Sale ends todayGet 30% off any course (excluding packages)
Ends in --- --- ---
Discussion and questions related to the course MoTeC M1 Software Tutorial
Jack, from Boston Mass here. I was wondering if I could get your gentleman's and/or Ladies' input for this situation. I have a Motec M130 ECU on a supercharged (Non Intercooled) 2004 Hayabusa. I bought the M130 with a drag package. I had a preliminary dyno tune done on my bike based on doing LSR (Land Speed Racing). After watching this course, I have decided to make this bike more street drivable. The initial package came with a Volumetric table based on throttle position. My questions are:
1. Should I change the table to be based off of inlet manifold pressure instead of throttle position?
2. How do I go about doing this in a systematic way?
2. Because this is a custom manifold, how do I insure my manifold pressure sensor is properly placed to read a reliable and viable pressure for all cylinders? What is the basic idea behind how and where to position the Pressure sensor?
3. How do I calibrate this sensor for accurate pressure data?
4. Is there a way to program the M130 to switch back to the original data table with reference to throttle position for a limp home mode should the manifold pressure sensor ever fail or some other method to get the bike home?
Thanks for taking to time to read this post!
May the speed be with you!
I am resuming that this Hayabusa engine has been converted to having a single throttle body, rather than the ITB's that are found on the standard engine.
There are a number of different Drag Packages available, as this is on a Hayabusa in the US, I am going to presume that you are using the MoTeC USA Suzuki Hayabusa Package in the M130, having a look at this Package there has been a number of functions removed from it that are standard in the MoTeC GP Packages that are used with ITB's to ease the tuning of them.
If you are running a common plenum with a MAP Sensor, then Inlet Manifold Pressure is the recommended tuning option, the Throttle Position tuning method is recommended for ITB's where it is extremely difficult to get a consistent MAP signal.
If you go to the Initial Setup | Engine Details worksheet in your Package, in the notes on the bottom of the left hand side of the worksheet you will see the recommended settings for the Engine Details parameters for each tuning method, start with these settings.
Without doing a fluid dynamics analysis of the inlet plenum, the correct location for the MAP sensor is a guesstimate, usually a location that is central to the manifold is used to try and give the best average of conditions in the plenum.
There are a number of calibrations available in the Inlet Manifold Pressure Sensor Resource drop down list that will cover a lot of commonly used sensors, you can also organise to have a sensor that is not in the list calibrated by MoTeC through an approved MoTeC Dealer.
In the standard GP Packages there are some fall over settings to handle a failed Inlet Manifold Pressure sensor, but this is not always available in the Custom Packages.
Thank You for reply.
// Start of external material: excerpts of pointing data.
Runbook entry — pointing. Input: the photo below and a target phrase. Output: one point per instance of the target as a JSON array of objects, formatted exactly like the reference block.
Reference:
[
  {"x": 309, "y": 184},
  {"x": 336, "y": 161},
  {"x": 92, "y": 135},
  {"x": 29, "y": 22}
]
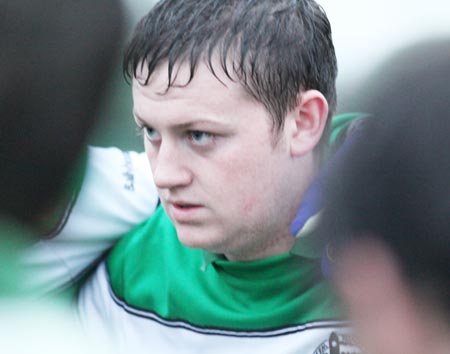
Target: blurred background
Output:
[{"x": 364, "y": 31}]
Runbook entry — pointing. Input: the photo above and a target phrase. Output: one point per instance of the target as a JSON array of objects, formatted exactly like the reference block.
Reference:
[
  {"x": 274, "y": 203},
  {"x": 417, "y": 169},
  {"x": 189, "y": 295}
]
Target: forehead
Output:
[{"x": 205, "y": 94}]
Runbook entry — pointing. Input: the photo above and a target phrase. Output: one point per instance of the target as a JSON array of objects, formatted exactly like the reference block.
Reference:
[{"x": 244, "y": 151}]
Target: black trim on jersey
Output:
[{"x": 275, "y": 332}]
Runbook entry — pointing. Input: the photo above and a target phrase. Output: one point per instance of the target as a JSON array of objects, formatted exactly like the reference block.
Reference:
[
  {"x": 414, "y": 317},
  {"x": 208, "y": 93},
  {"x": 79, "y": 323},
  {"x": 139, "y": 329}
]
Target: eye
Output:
[
  {"x": 200, "y": 138},
  {"x": 151, "y": 134}
]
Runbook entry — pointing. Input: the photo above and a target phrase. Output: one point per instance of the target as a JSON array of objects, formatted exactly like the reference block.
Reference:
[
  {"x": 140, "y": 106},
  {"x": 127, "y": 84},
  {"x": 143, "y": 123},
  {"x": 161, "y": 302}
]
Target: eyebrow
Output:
[{"x": 188, "y": 124}]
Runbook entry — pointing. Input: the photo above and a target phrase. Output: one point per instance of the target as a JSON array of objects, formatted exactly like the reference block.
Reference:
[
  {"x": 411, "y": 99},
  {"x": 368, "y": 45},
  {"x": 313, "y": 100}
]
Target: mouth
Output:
[{"x": 183, "y": 211}]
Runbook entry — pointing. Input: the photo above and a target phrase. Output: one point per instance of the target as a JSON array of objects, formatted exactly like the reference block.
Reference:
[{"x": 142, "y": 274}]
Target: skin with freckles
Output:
[{"x": 230, "y": 184}]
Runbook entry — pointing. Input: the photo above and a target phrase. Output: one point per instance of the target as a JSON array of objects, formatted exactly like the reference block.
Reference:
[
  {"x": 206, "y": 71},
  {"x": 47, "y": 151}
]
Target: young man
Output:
[
  {"x": 389, "y": 208},
  {"x": 233, "y": 99}
]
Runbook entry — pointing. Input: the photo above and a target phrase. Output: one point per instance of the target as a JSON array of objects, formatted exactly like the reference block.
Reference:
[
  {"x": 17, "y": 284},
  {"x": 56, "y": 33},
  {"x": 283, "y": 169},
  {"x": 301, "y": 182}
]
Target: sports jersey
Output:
[
  {"x": 28, "y": 325},
  {"x": 117, "y": 193},
  {"x": 155, "y": 294}
]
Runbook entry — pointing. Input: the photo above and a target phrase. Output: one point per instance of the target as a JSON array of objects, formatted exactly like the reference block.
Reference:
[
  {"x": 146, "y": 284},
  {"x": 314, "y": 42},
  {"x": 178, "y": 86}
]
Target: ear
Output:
[{"x": 308, "y": 120}]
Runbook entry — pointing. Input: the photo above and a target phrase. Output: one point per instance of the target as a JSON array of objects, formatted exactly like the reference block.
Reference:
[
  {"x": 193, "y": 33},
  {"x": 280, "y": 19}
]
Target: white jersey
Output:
[{"x": 117, "y": 194}]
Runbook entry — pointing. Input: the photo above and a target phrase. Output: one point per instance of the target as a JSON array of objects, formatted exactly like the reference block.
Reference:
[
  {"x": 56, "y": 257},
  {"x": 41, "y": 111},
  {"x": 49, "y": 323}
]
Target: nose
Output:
[{"x": 169, "y": 168}]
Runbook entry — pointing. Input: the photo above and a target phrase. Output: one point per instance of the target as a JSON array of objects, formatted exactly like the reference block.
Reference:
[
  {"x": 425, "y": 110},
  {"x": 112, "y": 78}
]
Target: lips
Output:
[{"x": 182, "y": 211}]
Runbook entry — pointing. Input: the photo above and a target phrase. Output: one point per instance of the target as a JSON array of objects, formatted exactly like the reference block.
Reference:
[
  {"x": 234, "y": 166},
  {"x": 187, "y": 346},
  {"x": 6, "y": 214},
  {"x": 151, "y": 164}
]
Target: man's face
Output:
[{"x": 223, "y": 178}]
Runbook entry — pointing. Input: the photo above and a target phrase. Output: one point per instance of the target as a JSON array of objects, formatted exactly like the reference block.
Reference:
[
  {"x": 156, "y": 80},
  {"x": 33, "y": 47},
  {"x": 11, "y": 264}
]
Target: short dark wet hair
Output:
[{"x": 274, "y": 48}]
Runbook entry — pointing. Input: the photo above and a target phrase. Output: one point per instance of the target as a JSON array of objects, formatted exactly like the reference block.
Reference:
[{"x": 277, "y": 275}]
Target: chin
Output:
[{"x": 196, "y": 237}]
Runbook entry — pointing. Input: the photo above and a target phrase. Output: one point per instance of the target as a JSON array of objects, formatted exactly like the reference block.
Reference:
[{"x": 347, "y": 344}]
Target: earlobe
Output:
[{"x": 309, "y": 120}]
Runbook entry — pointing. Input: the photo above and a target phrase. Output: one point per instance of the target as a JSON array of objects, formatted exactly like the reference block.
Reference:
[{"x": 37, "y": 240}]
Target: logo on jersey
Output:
[
  {"x": 338, "y": 344},
  {"x": 128, "y": 173}
]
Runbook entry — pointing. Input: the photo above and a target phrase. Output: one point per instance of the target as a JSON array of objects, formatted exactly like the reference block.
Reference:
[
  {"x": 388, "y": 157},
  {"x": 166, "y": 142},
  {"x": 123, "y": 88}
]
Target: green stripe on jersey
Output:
[{"x": 151, "y": 270}]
Unfortunately, this is an ITB setup. I knew that there was a reason for the throttle position axis but couldn't remember why. I guess I am not understanding the actual mechanics of the error that would be induced using manifold inlet pressure. I am a novice at this stuff, so I do like to have a understanding of the how these things work. I am wondering, does any body use multiple sensors and average the output to correct for error? Also, how is throttle position calibrated for non-linear airflow actualization?
Thank you again for your time,
The issues that come from using ITB's with a MAP sensor are that the signal gets very noisy as there is minimal pulsation dampening between each of the inlet runners which makes it difficult to get a smooth idle and transient response, and when the throttle is opened, the pressure in the trumpets rapidly rises, so you can have the same MAP values at 30% throttle and 100% throttle, but not the same air mass/flow rate going into the engine so the fueling is not consistent.
The usual practice to get a MAP reading from an ITB setup is to have each of the runners tapped between the throttle plate and inlet valves, and then a hose is run from each of the tapped ports to a common manifold that has a MAP sensor installed in it. This will also provide some pulsation dampening and smoothing of the signal.
The non linear airflow is compensated for in the fuel mapping, with an ITB setup you may find that you have to have some areas of the map that are closer together to accommodate for the rapid change in the airflow at certain throttle openings/engine speeds, and more open in other areas.